Washington Post and Seattle Times offer thoughts on Seattle’s minimum wage research: mixed and minimal outcomes

After last week’s posts, we thought we were finished writing about the minimum wage for a while. But the attention the Washington Post’s Wonkblog paid to the UW study deserves a brief mention. It’s a reminder of the national interest in the Seattle experiment, even as other cities and states pursue their own wage hikes.

Wonkblog writer Max Ehrenfreund reviews the research and reports the mixed results.

The average hourly wage for workers affected by the increase jumped from $9.96 to $11.14, but wages likely would have increased some anyway due to Seattle’s overall economy. Meanwhile, although workers were earning more, fewer of them had a job than would have without an increase. Those who did work had fewer hours than they would have without the wage hike.

He points out the role automation may play in the workplace.

Jacob Vigdor, an economist at the University of Washington and one of the authors of the report, speculated that technology could limit the benefits of increasing the minimum wage. If it becomes easier for employers to replace their workers with machines, they will be more likely to respond to wage hikes by making fewer hires.

The piece is a good overview of the UW study of the Seattle wage law and its effects to date. 

The Seattle Times editorial board uses the study to caution partisans on both sides of the debate not to overstate the effects of raising the minimum wage. The editorial also suggests why the Seattle experiment may prove to tell us little about how the wage hike would affect businesses and workers elsewhere.
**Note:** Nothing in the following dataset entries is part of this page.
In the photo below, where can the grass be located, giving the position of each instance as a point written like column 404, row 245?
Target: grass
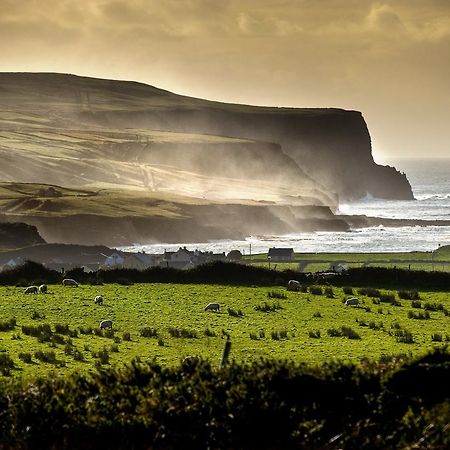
column 438, row 260
column 174, row 316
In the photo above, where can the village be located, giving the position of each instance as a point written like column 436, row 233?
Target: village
column 58, row 257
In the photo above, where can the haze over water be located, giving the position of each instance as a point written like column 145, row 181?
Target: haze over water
column 430, row 180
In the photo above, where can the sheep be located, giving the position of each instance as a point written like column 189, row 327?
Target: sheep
column 351, row 301
column 43, row 289
column 293, row 285
column 212, row 307
column 69, row 282
column 106, row 324
column 31, row 290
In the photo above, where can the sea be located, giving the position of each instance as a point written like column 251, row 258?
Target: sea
column 430, row 181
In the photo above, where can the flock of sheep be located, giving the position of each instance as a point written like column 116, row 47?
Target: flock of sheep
column 43, row 289
column 293, row 285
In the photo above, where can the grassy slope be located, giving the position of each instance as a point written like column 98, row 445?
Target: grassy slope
column 161, row 306
column 46, row 138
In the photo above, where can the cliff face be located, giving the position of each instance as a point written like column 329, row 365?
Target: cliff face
column 333, row 146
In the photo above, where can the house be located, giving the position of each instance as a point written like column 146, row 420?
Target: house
column 182, row 255
column 141, row 261
column 281, row 254
column 49, row 192
column 114, row 260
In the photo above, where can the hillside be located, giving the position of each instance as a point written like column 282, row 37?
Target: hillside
column 147, row 164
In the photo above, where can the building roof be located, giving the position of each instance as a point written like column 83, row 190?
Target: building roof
column 280, row 251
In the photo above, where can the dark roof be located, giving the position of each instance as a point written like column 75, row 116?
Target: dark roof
column 280, row 251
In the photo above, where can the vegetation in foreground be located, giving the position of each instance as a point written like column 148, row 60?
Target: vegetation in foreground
column 59, row 332
column 264, row 405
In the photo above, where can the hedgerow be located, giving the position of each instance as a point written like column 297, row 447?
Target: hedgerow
column 267, row 404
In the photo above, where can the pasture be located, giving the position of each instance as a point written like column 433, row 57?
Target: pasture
column 166, row 322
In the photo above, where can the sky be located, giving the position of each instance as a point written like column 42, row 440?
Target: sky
column 388, row 59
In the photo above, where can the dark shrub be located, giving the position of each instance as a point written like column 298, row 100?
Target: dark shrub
column 275, row 294
column 436, row 337
column 315, row 290
column 387, row 298
column 182, row 333
column 26, row 358
column 429, row 306
column 149, row 332
column 232, row 312
column 47, row 357
column 126, row 336
column 266, row 307
column 314, row 334
column 6, row 364
column 8, row 325
column 409, row 295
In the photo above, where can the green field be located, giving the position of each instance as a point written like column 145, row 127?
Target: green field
column 162, row 306
column 438, row 260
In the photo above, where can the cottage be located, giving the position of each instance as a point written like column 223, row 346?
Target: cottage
column 114, row 260
column 141, row 261
column 281, row 254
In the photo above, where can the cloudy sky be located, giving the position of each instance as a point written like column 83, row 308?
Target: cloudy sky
column 388, row 59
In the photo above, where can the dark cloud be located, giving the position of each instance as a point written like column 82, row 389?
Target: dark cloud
column 386, row 58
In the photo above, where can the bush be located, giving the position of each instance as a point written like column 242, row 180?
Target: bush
column 102, row 356
column 6, row 364
column 408, row 295
column 315, row 290
column 232, row 312
column 420, row 315
column 403, row 336
column 8, row 325
column 436, row 337
column 315, row 334
column 126, row 336
column 36, row 315
column 149, row 332
column 182, row 333
column 86, row 330
column 387, row 298
column 433, row 306
column 26, row 358
column 369, row 292
column 47, row 357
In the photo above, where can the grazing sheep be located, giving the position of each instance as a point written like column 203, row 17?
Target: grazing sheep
column 294, row 285
column 43, row 289
column 70, row 282
column 31, row 290
column 212, row 307
column 106, row 324
column 351, row 301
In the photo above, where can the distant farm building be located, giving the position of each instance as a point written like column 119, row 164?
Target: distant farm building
column 281, row 254
column 49, row 192
column 141, row 261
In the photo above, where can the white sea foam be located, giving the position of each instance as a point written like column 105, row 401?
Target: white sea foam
column 431, row 185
The clearest message from the research is the most obvious: Seattle’s economy is white hot, with job growth triple the national average. That was a reason that the march toward $15 an hour (by 2017 for big employers, 2019 for small employers) had a negligible effect on business openings.

And workers who held jobs in this economic utopia were earning more — about 73 cents more an hour — as the law intended. That figure is based on a complicated economic analysis that modeled Seattle’s economy without a $15 wage law — dubbed “synthetic Seattle” — and compared it to the “real Seattle” with the higher wage.

But there were trade-offs.

Significantly, the UW study found that the wage law “appears to have lowered employment rates of low-wage workers — creating an estimated 1.2 percent drag on jobs compared to “synthetic Seattle.”

So we see minimal and mixed outcomes in a city enjoying extraordinary economic growth. The lessons learned in Seattle so far appear to have limited generalizability.